Friday, December 30, 2011

Plan? Plan? I Have to Have A Plan?

Sailor cheers a middle school student to finis...Image by Official U.S. Navy Imagery via Flickr
"What’s your plan?"

This question was posed to me by three different people over a one week period while trudging around the gym doing that thing it is that I do.

Hmm, I thought my plan was to get my health back, wear a size 12 pair of jeans, and do it without hurting myself or anyone else.

The anyone else is important.

While burning up the Precor machine a while ago I hit the cord on my earphones that somehow managed to flip my Blackberry up in the air and like a bullet it took off across the gym nearly taking out three other people!

Plan, eh? I have to have a plan?

Finding their question rather delightful I guess I never really thought that I had to have a plan - although I did have goals.

Since my entire career is based around goals and plans, plans and goals is does seem rather odd that I would not have a plan around my fitness goals.

However, I am also a bit of a creative - well maybe not a bit and there are times where I totally enjoy being a free spirit.

The gym a place were I just kind of let my spirit loose and decide what I am doing based on oh let's say my mood or what kind of music I want to listen to... ooohhh perhaps they caught on to that and I have been official busted. Damn.

In my own defense I had been following my previous trainer's fitness plan and in January of 2010 I had gotten a workout routine from Paul Plakas.

One of the things that Paul Plakas is known for is setting fitness goals.  

My first fitness goal was to wear high heels for one day without falling and breaking my neck.  For some reason he didn’t respond to that one! (Apparently he doesn’t wear heels and he probably didn’t understand the challenges associated with being able to wear them for a WHOLE day!)

The second fitness goal I threw out was to climb Garbage Hill without expiring. Still no response.

My third idea was to bike 24 kms. Still no response.

The fourth was to climb the Turtle’s Back with ease.  That got him excited.
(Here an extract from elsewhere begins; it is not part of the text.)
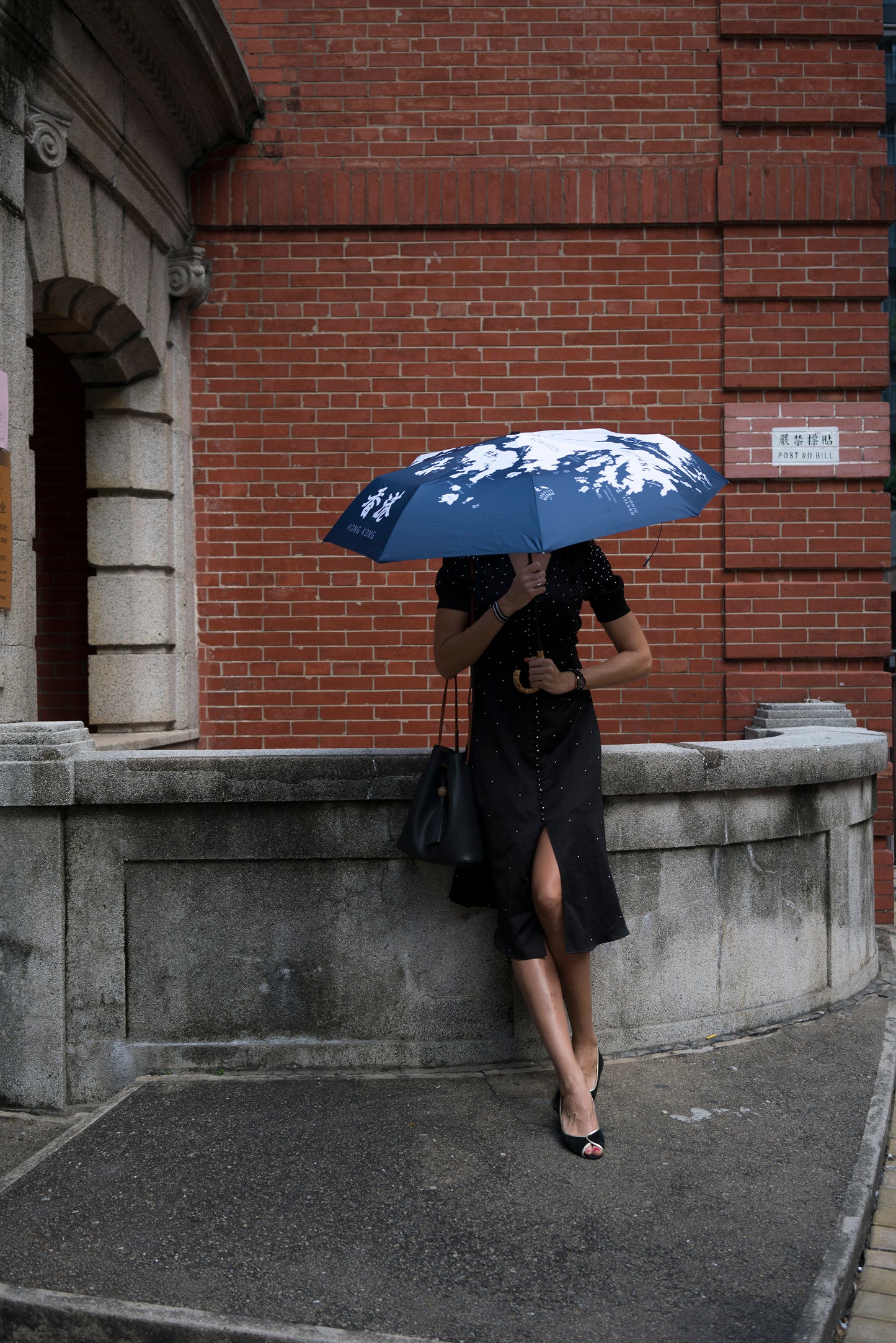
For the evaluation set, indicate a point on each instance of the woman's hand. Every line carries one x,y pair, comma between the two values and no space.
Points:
528,583
546,676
Me? Not so much and anyone who has trudge up that crazy hill knows exactly what I am talking about.

This past summer I completed all four. I even exceeded the biking goal, throwing my neck out for a week – but who cared I did it. My niece and nephew along with a couple of their buddies trudged up the Turtle’s Back with me and I appreciated that.  

All that being said this meant setting a new goal.

I decided that perhaps trying a half marathon would be a good challenge to work towards provided that my knee would hold out and began to arrange my workout to reflect that idea.  

Then my pals at the gym asked me about “my plan” and it got me to thinking.  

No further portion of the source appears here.